GET/entities/{type}All instances of a type, fields decoded.
GET/entities/{type}/{id}One instance’s field map.
GET/entities/{type}/{id}/actionsThe instance’s current state and available events, each with condition verdicts.

To run a fresh experiment you deploy (or reuse) a scenario in your own workbench and drive it with a bearer token. POST .../run with {"turns": N} starts a background run and returns 202 Accepted immediately — poll GET .../experiments/{eid} until its status is ready and current_turn reaches the target:

Terminal window
API=https://api.mockmachines.dev
AUTH="Authorization: Bearer $TOKEN"
# Deploy a config → seed → run → poll → read entities
SID=$(curl -s -H "$AUTH" -X POST $API/scenarios \
--data-binary @PaymentProcessor.yaml | jq -r .id)
EID=$(curl -s -H "$AUTH" -X POST $API/scenarios/$SID/experiments \
-d '{"seed_count":100}' | jq -r .id)
curl -s -H "$AUTH" -X POST $API/scenarios/$SID/experiments/$EID/run \
-d '{"turns":50}' # → 202 Accepted
until [ "$(curl -s -H "$AUTH" $API/scenarios/$SID/experiments/$EID | jq -r .status)" = ready ]; do
sleep 1
done
curl -s -H "$AUTH" $API/scenarios/$SID/experiments/$EID/entities | jq

Then export the tables, or pull the DuckDB + OSI bundle:

Terminal window
curl -s -H "$AUTH" -X POST $API/scenarios/$SID/experiments/$EID/export -d '{"format":"parquet"}'
curl -s -H "$AUTH" -o experiment.zip $API/scenarios/$SID/experiments/$EID/db

The same run endpoint can drive one entity for one step instead of N turns — pass a target and event rather than turns:

Terminal window
curl -H "$AUTH" -X POST $API/scenarios/$SID/experiments/$EID/run \
-d '{"target":{"type":"Merchant","id":"Merchant-00000001"},"event":"activate"}'

It returns the step outcome — fired, or stayed if the event’s conditions did not hold (a requested event is a no-op when masked, never a fall-through to a different event).

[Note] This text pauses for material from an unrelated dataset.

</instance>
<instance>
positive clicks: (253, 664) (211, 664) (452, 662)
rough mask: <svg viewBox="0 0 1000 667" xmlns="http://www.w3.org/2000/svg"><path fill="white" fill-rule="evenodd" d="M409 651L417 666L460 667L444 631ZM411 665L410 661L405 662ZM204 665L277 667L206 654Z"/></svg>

Call .../entities/{type}/{id}/actions first to see which events are eligible.

Anonymous reads of the preset scenarios work out of the box. Authenticated requests present a bearer token in the Authorization: Bearer <token> header, verified as a Firebase ID token; the caller then operates in their own per-user workbench. The admin route POST /admin/reset-presets is separately gated (an MM_ADMIN_TOKEN bearer, a Firebase admin claim, or a scheduler OIDC token).

For longer sessions, the persist / load endpoints map to the checkpoint & resume flow.